Kevin Durant’s Pay Cut Could Ultimately Make Him Richer

OAKLAND, CA - JUNE 12: Kevin Durant
OAKLAND, CA - JUNE 12: Kevin Durant /

Kevin Durant will receive less money in the present, but in the long run, his investment in the Warriors may ultimately leave him richer as well.

One good year does not a lifetime fortune make.  Kevin Durant may seemingly know this, as his cut in pay to stay with the Golden State Warriors might actually be a savvy investment in his future and his team.  His team-first mentality could spark a dynasty — and he could end up with much more lucrative marketing contracts as a result.

The Background

By now, we all know about Durant’s massive pay cut.  What he did goes against how sports and free agency tend to work. And as a result the news garnered plenty of attention.  There was some anger.  Some jealousy.  Above all, most NBA fans, often begrudgingly, admit that it was a team-first act that could only be considered selfless.  
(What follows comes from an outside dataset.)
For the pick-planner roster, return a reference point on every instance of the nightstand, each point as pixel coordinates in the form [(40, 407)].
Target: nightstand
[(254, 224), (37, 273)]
The selflessness is still there, of course, but another element exists to this deal as well.  This pay cut might ultimately work in KD’s financial favor.  It’s already boosted his public image, and it wouldn’t be shocking if, in the long run, it helps his financial future as well.

Personal finance is a marathon, not a race – sorry Raghib Ismail.  Had Durant taken the max or somewhere near it, he would have potentially hamstrung the Warriors and shortened the dynasty’s length — and thus lessened his overall worth.  

Not that Durant is Michael Jordan, but Jordan isn’t making the money he is today were it not for his dynasty, his legacy, and his six championships.  Had he been able to take $40 million a year instead of $30 million, but had lost Scottie Pippen in the process, would the Bulls still win six?  And if not, would the Jordan brand be what it is today?  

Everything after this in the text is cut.